Histone-lysine N-methyltransferase 2A (KMT2A) together with its scaffold protein menin (MEN1) were identified as direct target proteins of AIL in OS. AIL induced the autophagic degradation of the KMT2A-MEN1 complex. Moreover, AIL inhibited intracellular H3K4 methyltransferase activity and epigenetically inhibited the transcription of genes in the serine biosynthetic pathway (SSP). Furthermore, AIL suppressed OS lung metastasis and downregulated KMT2A, MEN1, and SSP in mouse models.

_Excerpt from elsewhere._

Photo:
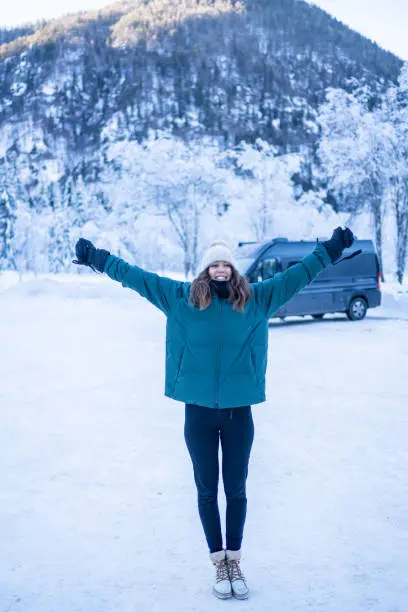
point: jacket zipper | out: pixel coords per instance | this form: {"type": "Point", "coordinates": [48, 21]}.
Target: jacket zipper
{"type": "Point", "coordinates": [217, 375]}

This work showed that AIL targets the KMT2A-MEN1 complex and inhibits SSP to suppress OS lung metastasis. Notably, AIL exhibits new mechanisms of action, distinct from those of existing anti-OS drugs. On the basis of these findings, we proposed a novel strategy to treat OS by targeting epigenetic enzymes and cancer metabolism.
肺转移是骨肉瘤(OS)患者的主要死亡原因,因此迫切需要新药。表观遗传重编程是最近提出的恶性肿瘤标志;因此,靶向表观遗传酶可能为OS肺转移提供一种新的治疗策略。我们最近报道,从中药臭椿中分离出的天然产物白藓碱(AIL)可抑制OS细胞生长并诱导大量代谢变化;然而,其直接靶点仍不清楚。
确定AIL在OS中的直接靶点,并探讨AIL对OS肺转移的体内影响。
在Saos-2和U-2OS OS细胞中鉴定AIL的直接靶蛋白和下游信号通路。使用小鼠模型研究AIL对OS肺转移的体内影响。
采用一种新型表面等离子体共振-高效液相色谱-质谱(SPR-HPLC-MS)检测方法来确定AIL在OS中的直接靶点。进行细胞热位移分析、分子对接分析、酶活性分析、qRT-PCR、蛋白质印迹、染色质免疫沉淀分析和反向试验以确认AIL的靶点和下游通路。使用肿瘤异种移植模型在体内验证疗效和机制。
组蛋白赖氨酸N-甲基转移酶2A(KMT2A)及其支架蛋白Menin(MEN1)被鉴定为AIL在OS中的直接靶蛋白。AIL诱导KMT2A-MEN1复合物的自噬降解。此外,AIL抑制细胞内H3K4甲基转移酶活性,并在表观遗传上抑制丝氨酸生物合成途径(SSP)中基因的转录。此外,AIL在小鼠模型中抑制OS肺转移并下调KMT2A、MEN1和SSP。
这项工作表明,AIL靶向KMT2A-MEN'复合物并抑制SSP以抑制OS肺转移。值得注意的是,AIL表现出与现有抗OS药物不同的新作用机制。基于这些发现,我们提出了一种通过靶向表观遗传酶和癌症代谢来治疗OS的新策略。